Nossa equipe foi até o local para verificar a veracidade dos fatos. No local fomos surpreendidos por um homem que se dizia funcionário de uma empresa localizada em frente à obra, com um documento na mão que supostamente daria autorização para a realização da mesma.
Procuramos falar com o Secretário de Obras para saber da legalidade do serviço, mas o celular estava desligado ou fora de área.
Conversamos com o vereador Lázaro Gonçalves e pedimos uma explicação para o que estava acontecendo. O vereador disse que não tinha conhecimento de nenhuma autorização da Câmara Municipal para abertura de contorno na Avenida Perimetral Norte, alegando inclusive que em outra época tentou fazer o mesmo na Avenida Perimetral Sul para facilitar a saída das ambulâncias do Pronto Atendimento e não foi possível porque iria modificar projeto arquitetônico da cidade.

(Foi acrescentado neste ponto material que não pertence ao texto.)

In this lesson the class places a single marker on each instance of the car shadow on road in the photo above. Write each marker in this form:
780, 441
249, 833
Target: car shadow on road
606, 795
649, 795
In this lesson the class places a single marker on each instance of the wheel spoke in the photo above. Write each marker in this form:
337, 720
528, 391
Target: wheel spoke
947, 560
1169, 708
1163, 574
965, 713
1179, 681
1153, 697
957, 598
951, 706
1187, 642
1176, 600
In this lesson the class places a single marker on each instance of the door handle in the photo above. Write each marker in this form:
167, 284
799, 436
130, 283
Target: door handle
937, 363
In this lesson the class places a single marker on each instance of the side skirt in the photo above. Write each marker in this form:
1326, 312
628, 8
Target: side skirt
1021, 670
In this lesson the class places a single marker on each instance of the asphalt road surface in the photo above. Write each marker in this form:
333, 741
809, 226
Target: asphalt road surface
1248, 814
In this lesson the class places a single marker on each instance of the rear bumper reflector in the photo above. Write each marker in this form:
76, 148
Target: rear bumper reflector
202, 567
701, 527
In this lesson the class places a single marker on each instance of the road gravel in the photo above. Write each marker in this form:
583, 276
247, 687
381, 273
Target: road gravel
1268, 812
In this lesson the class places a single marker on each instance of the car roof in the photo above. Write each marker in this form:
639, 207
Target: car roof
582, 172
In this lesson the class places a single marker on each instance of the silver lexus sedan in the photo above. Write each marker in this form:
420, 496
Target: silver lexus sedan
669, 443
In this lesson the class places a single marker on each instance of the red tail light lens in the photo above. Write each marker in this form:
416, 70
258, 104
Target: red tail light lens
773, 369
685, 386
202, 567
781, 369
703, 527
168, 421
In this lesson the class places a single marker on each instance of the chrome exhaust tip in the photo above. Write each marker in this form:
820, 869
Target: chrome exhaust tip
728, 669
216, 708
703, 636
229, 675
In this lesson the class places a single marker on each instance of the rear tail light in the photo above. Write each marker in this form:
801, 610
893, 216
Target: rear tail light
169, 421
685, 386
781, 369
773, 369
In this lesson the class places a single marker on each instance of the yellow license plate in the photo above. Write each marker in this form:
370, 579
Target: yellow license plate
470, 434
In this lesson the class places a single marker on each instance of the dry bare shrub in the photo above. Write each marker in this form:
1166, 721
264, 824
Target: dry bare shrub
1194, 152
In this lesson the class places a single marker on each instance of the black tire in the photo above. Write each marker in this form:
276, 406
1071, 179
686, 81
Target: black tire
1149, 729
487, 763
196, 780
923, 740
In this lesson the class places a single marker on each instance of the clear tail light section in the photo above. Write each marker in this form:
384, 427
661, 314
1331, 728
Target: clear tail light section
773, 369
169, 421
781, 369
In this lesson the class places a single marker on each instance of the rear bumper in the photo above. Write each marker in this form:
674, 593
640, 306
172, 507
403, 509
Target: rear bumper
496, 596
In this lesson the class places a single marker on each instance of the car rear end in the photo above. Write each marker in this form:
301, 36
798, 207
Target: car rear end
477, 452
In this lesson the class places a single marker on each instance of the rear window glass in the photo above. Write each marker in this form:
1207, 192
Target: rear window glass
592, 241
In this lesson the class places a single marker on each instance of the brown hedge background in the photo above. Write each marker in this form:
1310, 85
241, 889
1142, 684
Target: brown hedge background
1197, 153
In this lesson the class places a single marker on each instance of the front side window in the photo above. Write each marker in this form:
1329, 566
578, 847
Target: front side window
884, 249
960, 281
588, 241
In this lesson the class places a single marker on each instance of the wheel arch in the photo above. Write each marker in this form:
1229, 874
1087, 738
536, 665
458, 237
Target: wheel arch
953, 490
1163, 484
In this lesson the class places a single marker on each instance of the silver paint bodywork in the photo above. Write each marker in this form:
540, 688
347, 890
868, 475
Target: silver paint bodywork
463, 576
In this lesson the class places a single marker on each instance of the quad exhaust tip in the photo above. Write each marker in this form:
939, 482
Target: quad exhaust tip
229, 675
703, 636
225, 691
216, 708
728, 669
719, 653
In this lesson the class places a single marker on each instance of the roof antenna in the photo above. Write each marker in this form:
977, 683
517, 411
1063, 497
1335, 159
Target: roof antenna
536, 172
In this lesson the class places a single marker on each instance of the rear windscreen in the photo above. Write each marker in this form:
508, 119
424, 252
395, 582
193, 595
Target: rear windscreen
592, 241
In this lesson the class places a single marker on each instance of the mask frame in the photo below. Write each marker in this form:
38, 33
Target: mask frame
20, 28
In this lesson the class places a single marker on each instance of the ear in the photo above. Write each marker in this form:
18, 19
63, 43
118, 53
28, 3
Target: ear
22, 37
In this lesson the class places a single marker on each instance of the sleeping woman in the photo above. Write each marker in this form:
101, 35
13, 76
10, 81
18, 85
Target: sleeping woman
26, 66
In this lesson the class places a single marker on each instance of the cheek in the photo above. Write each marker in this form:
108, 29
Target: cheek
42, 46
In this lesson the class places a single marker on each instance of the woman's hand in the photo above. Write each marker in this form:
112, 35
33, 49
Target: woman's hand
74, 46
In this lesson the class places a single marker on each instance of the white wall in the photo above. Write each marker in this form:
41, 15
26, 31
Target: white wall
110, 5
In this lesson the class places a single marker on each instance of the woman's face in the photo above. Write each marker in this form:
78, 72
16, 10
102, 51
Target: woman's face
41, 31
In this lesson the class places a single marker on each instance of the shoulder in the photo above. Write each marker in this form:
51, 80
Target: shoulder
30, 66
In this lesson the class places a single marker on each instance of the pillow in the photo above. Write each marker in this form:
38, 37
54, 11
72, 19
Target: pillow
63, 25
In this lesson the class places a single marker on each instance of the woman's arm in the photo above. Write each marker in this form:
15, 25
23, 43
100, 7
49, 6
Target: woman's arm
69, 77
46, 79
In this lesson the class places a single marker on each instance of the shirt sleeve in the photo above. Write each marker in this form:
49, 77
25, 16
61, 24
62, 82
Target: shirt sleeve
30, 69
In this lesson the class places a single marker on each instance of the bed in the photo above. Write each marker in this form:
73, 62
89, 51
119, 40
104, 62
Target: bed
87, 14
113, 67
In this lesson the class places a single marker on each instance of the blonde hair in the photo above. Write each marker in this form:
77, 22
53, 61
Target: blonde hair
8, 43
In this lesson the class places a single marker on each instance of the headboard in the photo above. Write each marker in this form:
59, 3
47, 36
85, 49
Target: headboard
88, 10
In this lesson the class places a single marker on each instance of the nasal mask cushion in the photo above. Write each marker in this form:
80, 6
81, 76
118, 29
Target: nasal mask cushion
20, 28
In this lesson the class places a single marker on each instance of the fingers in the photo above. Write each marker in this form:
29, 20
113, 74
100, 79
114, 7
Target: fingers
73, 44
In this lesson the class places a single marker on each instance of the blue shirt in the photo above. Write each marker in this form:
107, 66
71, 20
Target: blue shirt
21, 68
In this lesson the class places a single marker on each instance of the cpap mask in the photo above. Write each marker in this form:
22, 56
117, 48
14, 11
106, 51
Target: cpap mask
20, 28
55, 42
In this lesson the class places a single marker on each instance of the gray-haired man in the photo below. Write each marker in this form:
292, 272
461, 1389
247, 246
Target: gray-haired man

Segundo Lázaro, alterações como essas exige refazer os projetos urbanístico e paisagístico da cidade, realização de audiência Pública e aprovação da Câmara Municipal.
Às 10:00 horas o vereador Lázaro Gonçalves nos procurou para informar que não havia nenhuma lei autorizando a modificação da Avenida, o que existe, disse o vereador, “é uma ‘indicação’ do vereador Nininho pedindo a modificação, mas que nunca se tornou lei”.
O que mais chamou nossa atenção nisso tudo é que a suposta modificação ‘não daria saída pra lugar nenhum’, mas apenas favoreceria um comerciante da Avenida.
As 11:00 horas nossa produção recebeu uma ligação da Secretária de Administração Aldaci Brambila, comunicando que o canteiro da Avenida Perimetral Norte já estava sendo reconstruído e que a obra era apenas para fazer reparos no meio-fio e replantação de gramas.
Talvez os funcionários tenham errado o endereço da obra porque exatamente naquele espaço que foi destruído não havia necessidade de reparos.
Hoje, 25, pela manhã, voltamos ao local e vimos que a obra já está quase toda reconstruída.
A questão do Direito e do Dever de Fiscalizar a utilização de Verbas Públicas, sejam elas Federais, Estaduais ou Municipais, é do cidadão, pois todas elas, sem exceção vêm do povo, do cidadão brasileiro através de taxas e impostos pagos todos os dias.
Constituição Federal Art. 5º - qualquer cidadão é parte legítima para propor ação popular que vise a anular ato lesivo ao patrimônio público ou de entidade de que o Estado participe, à moralidade administrativa, ao meio ambiente e ao patrimônio histórico e cultural, ficando o autor, salvo comprovada má-fé, isento de custas judiciais e do ônus da sucumbência.